How to compare two sorted large lists efficiently in C#?

Question

I have got two generic lists with 20,000 and 30,000 objects in each list.

class Employee
{
    string name;
    double salary;
}

List<Employee> newEmployeeList = List<Employee>() {....} // contains 20,000 objects
List<Employee> oldEmployeeList = List<Employee>() {....} // contains 30,000 objects

Lists can also be sorted by name if it improves the speed.

I want to compare these two lists to find out

1. employees whose name and salary matching
2. employees whose name is matching but not salary

What is the fastest way to compare such large data lists with above conditions?

Answer 1

I would sort both newEmployeeList and oldEmployeeList lists by name - O(n*log(n)). And then you can use linear algorithm to search for matches. So the total would be O(n+n*log(n)) if both lists are about the same size. This should be faster than O(n^2) "brute force" algorithm.

Answer 2

I'd probably recommend the two lists be stored in a Dictionary<string, Employee> based on the name to begin with, then you can iterate over the keys in one and lookup to see if they exist and the salaries match in the other. This would also save the cost of sorting them later or putting them in a more efficient structure.

This is pretty much O(n) - linear to build both dictionaries, linear to go through the keys and lookup in the other. Since O(n + m + n) reduces to O(n)

But, if you must use List<T> to hold the lists for other reasons, you could also use the Join() LINQ method, and build a new list with a Match field that tells you whether they were a match or mismatch...

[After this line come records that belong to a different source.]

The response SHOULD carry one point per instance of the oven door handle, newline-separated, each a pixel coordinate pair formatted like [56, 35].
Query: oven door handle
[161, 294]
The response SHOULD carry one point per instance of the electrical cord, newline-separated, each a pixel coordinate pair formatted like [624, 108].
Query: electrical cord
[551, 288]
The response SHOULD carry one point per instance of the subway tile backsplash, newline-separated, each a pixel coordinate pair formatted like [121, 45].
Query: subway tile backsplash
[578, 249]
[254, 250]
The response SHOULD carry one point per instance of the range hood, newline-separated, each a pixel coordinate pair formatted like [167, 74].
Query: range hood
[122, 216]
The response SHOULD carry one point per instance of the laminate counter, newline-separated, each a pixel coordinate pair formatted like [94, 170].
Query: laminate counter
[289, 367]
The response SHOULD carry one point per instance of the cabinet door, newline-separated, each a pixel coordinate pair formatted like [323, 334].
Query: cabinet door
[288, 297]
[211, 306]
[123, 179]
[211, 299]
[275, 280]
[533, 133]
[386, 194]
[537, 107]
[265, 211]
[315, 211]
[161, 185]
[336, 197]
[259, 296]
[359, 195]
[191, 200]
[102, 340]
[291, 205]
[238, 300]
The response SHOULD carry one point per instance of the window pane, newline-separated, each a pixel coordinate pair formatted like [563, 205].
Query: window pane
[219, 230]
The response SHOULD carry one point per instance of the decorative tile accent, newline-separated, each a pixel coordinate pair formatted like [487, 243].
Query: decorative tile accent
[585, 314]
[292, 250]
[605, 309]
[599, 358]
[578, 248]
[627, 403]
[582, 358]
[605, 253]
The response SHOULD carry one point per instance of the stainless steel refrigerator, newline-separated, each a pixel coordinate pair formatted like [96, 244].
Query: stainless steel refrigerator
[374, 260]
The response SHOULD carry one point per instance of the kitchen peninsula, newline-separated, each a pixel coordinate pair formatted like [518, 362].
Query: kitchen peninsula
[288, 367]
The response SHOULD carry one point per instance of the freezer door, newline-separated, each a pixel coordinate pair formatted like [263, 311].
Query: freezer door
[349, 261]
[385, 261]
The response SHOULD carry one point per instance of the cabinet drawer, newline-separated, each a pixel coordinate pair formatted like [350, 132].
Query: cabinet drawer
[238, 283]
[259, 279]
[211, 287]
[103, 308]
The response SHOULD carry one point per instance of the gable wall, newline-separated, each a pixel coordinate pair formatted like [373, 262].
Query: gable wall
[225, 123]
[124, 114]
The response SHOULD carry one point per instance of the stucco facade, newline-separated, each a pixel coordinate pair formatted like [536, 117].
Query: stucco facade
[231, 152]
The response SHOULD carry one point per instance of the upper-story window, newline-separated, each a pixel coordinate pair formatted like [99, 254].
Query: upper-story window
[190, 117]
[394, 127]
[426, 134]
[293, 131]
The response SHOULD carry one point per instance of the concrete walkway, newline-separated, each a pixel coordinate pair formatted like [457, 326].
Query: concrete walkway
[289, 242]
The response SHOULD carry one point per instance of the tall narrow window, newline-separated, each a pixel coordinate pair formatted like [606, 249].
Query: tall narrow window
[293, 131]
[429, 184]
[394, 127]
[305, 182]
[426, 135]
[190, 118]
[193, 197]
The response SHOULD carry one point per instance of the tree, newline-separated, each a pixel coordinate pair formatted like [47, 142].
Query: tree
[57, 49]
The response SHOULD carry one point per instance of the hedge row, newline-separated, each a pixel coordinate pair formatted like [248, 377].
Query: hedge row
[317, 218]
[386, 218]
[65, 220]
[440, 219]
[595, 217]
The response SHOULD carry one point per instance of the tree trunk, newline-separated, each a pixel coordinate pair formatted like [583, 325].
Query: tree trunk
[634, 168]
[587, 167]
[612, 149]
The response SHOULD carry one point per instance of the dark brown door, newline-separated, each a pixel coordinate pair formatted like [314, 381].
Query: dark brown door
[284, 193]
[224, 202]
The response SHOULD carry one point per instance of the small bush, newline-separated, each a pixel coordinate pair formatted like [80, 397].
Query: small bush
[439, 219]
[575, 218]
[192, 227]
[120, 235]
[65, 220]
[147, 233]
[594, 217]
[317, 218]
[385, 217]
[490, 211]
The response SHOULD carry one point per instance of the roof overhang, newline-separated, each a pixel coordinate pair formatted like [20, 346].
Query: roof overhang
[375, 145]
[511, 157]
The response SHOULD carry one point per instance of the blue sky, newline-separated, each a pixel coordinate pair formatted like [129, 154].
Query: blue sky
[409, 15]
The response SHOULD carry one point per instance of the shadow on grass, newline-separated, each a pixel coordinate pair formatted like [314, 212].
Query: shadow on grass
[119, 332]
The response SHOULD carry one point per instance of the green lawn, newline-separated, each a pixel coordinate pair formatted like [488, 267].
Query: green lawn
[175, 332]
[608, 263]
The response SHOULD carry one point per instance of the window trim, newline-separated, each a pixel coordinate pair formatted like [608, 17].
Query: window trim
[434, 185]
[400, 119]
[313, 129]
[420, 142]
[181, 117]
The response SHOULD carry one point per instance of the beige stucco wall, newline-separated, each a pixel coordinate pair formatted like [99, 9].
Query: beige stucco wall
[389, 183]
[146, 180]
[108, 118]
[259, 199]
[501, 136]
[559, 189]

        var results = newEmpList.Join(
            oldEmpList,
            n => n.Name,
            o => o.Name,
            (n, o) => new 
                { 
                    Name = n.Name, 
                    Salary = n.Salary, 
                    Match = o.Salary == n.Salary 
                });

You can then filter this with a Where() clause for Match or !Match.

Answer 3

Update: I assume (by the title of your question) that the 2 lists are already sorted. Perhaps they're stored in a database with a clustered index or something. This answer, therefore, relies on that assumption.

Here is an implementation that has O(n) complexity, and is also very fast, AND is pretty simple too.
I believe this is a variant of the Merge Algorithm.

Here's the idea:

1. Start enumerating both lists
2. Compare the 2 current items.
3. If they match, add to your results.
   If the 1st item is "smaller", advance the 1st list.
   If the 2nd item is "smaller", advance the 2nd list.

Since both lists are known to be sorted, this will work very well. This implementation assumes that name is unique in each list.

var comparer = StringComparer.OrdinalIgnoreCase;
var namesAndSalaries = new List<Tuple<Employee, Employee>>();
var namesOnly = new List<Tuple<Employee, Employee>>();

// Create 2 iterators; one for old, one for new:
using (IEnumerator<Employee> A = oldEmployeeList.GetEnumerator()) {
    using (IEnumerator<Employee> B = newEmployeeList.GetEnumerator()) {
        // Start enumerating both:
        if (A.MoveNext() && B.MoveNext()) {
            while (true) {
                int compared = comparer.Compare(A.Current.name, B.Current.name);
                if (compared == 0) {
                    // Names match
                    if (A.Current.salary == B.Current.salary) {
                        namesAndSalaries.Add(Tuple.Create(A.Current, B.Current));
                    } else {
                        namesOnly.Add(Tuple.Create(A.Current, B.Current));
                    }
                    if (!A.MoveNext() || !B.MoveNext()) break;
                } else if (compared == -1) {
                    // Keep searching A
                    if (!A.MoveNext()) break;
                } else {
                    // Keep searching B
                    if (!B.MoveNext()) break;
                }

            }
        }
    }
}

Answer 4

One of fastest possible solutions on sorted lists is use of BinarySearch in order to find an item in another list.

But as mantioned others, you should measure it against your project requirements, as performance often tends to be a subjective thing.

Answer 5

You could create a Dictionary using

var lookupDictionary = list1.ToDictionary(x=>x.name);

That would give you close to O(1) lookup and a close to O(n) behavior if you're looking up values from a loop over the other list.

(I'm assuming here that ToDictionary is O(n) which would make sense with a straight forward implementation, but I have not tested this to be the case)

This would make for a very straight forward algorithm, and I'm thinking going below O(n) with two unsorted lists is pretty hard.